Le gouvernement a tenté de rassurer en affirmant que le président suivait « méticuleusement » les dossiers depuis l’étranger. Cependant, ces assurances n’ont pas suffi à apaiser les inquiétudes, notamment après les événements de l’année dernière, lorsque sa réélection à un huitième mandat avait été marquée par des manifestations réprimées dans le sang, avec « plusieurs dizaines » de morts selon les autorités.
Les réactions des Camerounais face à son retour
Sur place, les avis sont partagés. Certains, comme Gilles Owono, un enseignant de 30 ans venu saluer le président, estiment que « pour une démocratie comme la nôtre, l’absence prolongée d’un président suscite des interrogations, mais cela n’a rien changé au fonctionnement du pays ».
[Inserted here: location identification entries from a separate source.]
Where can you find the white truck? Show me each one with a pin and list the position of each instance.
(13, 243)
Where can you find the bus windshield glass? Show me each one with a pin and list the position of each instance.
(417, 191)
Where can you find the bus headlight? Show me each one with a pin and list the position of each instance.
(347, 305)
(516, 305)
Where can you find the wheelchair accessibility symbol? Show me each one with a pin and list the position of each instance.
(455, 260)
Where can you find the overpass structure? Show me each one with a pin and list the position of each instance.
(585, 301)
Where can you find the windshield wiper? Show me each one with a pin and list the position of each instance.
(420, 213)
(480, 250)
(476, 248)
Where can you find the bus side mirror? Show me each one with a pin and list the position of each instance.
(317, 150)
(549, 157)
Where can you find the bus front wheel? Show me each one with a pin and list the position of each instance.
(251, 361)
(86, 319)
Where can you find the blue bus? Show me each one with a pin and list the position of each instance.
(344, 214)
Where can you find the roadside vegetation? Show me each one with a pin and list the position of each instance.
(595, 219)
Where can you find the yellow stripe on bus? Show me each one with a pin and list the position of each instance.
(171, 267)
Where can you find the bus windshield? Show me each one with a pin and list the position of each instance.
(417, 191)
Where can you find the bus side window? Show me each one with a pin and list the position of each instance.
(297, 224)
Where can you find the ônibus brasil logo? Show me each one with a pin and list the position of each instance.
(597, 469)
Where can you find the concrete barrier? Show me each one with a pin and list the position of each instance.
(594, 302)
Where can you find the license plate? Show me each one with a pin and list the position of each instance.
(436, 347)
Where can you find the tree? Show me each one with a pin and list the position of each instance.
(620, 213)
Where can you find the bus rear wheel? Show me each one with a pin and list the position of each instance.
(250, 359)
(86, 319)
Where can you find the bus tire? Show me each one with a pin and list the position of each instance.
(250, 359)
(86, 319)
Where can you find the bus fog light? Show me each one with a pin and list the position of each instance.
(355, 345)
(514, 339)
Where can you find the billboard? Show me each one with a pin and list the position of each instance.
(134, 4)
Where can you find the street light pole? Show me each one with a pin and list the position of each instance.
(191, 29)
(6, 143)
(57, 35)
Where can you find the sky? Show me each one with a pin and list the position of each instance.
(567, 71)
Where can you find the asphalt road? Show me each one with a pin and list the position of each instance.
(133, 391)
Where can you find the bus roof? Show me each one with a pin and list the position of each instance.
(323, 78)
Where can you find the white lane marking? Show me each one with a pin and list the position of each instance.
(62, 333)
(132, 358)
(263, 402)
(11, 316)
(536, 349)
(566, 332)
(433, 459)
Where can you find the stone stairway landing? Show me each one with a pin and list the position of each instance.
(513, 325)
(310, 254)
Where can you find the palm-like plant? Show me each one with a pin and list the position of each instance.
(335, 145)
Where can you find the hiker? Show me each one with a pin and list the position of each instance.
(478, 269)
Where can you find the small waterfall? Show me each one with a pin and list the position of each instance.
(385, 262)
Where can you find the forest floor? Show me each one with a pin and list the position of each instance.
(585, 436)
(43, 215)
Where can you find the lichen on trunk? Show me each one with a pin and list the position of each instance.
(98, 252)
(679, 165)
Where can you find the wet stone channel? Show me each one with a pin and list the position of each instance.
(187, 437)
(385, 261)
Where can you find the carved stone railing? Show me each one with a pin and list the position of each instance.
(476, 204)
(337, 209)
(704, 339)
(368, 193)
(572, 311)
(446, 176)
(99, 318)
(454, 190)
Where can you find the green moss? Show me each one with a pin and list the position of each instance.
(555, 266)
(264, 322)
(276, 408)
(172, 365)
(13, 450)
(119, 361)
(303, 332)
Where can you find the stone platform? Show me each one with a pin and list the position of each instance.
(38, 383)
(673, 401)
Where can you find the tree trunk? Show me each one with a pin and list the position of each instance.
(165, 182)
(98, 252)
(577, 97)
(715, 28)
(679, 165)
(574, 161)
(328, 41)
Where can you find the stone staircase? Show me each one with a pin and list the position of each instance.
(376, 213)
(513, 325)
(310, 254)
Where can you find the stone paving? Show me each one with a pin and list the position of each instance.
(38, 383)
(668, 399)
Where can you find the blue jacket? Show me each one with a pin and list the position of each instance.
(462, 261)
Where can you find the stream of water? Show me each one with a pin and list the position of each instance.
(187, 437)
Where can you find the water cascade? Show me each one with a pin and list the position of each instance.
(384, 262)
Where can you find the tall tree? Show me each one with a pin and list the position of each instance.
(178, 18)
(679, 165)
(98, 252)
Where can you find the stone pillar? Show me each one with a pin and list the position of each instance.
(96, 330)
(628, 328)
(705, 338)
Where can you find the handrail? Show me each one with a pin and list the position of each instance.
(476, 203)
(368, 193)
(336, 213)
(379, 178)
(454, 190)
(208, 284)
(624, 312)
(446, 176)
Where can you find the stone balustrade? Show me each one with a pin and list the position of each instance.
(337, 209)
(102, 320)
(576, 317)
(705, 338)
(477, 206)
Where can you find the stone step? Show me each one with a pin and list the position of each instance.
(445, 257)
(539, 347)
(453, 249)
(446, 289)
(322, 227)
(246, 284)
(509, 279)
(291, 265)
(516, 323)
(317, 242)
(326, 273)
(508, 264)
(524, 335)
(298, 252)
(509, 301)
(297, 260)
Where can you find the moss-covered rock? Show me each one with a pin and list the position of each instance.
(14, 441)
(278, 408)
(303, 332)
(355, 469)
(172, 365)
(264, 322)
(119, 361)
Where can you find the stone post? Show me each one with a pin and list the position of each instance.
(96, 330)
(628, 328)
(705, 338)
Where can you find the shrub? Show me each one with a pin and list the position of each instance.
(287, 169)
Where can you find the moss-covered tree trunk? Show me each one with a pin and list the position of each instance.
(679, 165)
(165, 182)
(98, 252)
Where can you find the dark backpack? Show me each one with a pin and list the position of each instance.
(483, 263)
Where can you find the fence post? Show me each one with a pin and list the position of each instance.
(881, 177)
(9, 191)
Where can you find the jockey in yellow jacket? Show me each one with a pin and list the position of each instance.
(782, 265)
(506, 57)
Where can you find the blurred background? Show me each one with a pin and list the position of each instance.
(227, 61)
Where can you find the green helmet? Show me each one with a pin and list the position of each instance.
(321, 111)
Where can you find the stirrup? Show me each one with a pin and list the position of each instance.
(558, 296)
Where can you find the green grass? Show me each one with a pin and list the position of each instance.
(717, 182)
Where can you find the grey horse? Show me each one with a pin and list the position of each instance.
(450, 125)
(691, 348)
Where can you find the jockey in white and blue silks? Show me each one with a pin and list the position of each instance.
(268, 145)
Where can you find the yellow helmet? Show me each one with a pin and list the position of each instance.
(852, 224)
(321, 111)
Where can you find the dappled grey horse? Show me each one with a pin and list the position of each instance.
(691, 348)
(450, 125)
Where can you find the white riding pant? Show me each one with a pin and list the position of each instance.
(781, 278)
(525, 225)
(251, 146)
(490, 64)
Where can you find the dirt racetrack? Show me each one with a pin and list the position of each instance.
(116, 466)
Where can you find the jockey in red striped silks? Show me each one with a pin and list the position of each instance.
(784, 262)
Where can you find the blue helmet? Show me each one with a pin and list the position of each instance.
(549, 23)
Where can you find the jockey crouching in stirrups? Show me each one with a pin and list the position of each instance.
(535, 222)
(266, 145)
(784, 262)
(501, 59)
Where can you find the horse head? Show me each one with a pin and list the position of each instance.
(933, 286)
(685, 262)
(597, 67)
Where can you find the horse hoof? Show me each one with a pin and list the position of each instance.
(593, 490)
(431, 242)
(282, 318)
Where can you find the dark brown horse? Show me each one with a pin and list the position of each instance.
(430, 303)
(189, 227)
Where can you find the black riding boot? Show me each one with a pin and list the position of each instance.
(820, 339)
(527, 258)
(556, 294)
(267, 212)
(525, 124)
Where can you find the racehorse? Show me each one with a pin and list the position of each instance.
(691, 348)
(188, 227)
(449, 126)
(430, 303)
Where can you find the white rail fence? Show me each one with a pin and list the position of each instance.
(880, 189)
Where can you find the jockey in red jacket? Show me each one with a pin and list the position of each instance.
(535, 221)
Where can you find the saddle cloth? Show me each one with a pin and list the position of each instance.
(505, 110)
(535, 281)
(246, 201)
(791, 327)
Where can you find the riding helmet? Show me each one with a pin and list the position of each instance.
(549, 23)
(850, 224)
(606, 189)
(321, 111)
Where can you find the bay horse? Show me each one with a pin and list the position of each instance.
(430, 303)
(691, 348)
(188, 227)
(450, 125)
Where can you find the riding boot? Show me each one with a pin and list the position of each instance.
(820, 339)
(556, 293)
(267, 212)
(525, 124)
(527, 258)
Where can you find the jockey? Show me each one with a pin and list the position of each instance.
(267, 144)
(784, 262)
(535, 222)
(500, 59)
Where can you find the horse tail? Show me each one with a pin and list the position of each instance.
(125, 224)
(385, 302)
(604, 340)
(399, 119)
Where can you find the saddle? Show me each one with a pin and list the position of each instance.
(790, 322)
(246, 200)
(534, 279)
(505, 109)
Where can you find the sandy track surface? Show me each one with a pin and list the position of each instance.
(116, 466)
À l’inverse, d’autres, comme Prosper Nkou Mvondo, leader du parti d’opposition Univers, critiquent ouvertement cette pratique : « Cela ne change rien qu’il soit là ou pas. Quand il est là, il ne fait rien. Je ne vois donc pas l’utilité de participer à ce spectacle ».
L’avenir du Cameroun sans vice-président
Cette longue absence a aussi accéléré les spéculations sur l’après Paul Biya, alors que le pays attend toujours la nomination d’un vice-président. En cas de vacance du pouvoir, c’est le président du Sénat, Aboubakary Abdoulaye, qui devrait assurer l’intérim jusqu’à l’organisation d’une nouvelle élection présidentielle.
Pendant ce temps, les Camerounais continuent de s’interroger : la santé du président et la stabilité du pays sont plus que jamais au cœur des débats.